Genome-Wide Study of Colocalization between Genomic Stretches: A Method and Applications to the Regulation of Gene Expression

Biology (Basel). 2022 Sep 29;11(10):1422. doi: 10.3390/biology11101422.

Abstract

In this paper, we describe a method for the study of colocalization effects between stretch-stretch and stretch-point genome tracks based on a set of indices varying within the (-1, +1) interval. The indices combine the distances between the centers of neighboring stretches and their lengths. The extreme boundaries of the interval correspond to the complete colocalization of the genome tracks or its complete absence. We also obtained the relevant criteria of statistical significance for such indices using the complete permutation test. The method is robust with respect to strongly inhomogeneous positioning and length distribution of the genome tracks. On the basis of this approach, we created command-line software, the Genome Track Colocalization Analyzer. The software was tested, compared with other available packages, and applied to particular problems related to gene expression.
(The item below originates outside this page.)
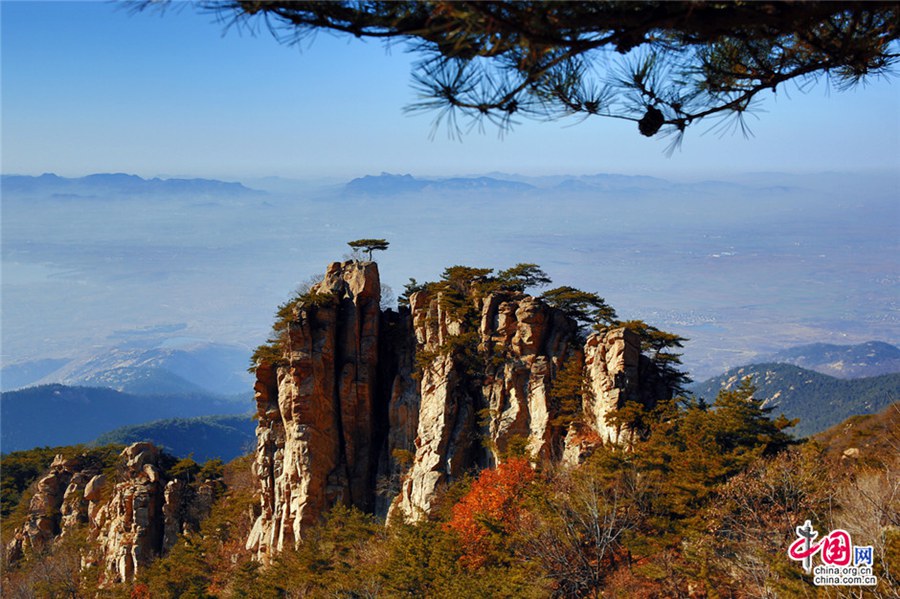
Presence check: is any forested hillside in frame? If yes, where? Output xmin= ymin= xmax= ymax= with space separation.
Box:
xmin=691 ymin=363 xmax=900 ymax=437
The package, Genome Track Colocalization Analyzer (GTCA), is freely available to the users. GTCA complements our previous software, the Genome Track Analyzer, intended for the search for pairwise correlations between point-like genome tracks (also freely available). The corresponding details are provided in Data Availability Statement at the end of the text.

Keywords: CpG islands (CGI); GWAS; bioinformatic tool; biostatistics; epigenetics; genome tracks; histone mark H2A.Z; stretches; transcription start site (TSS).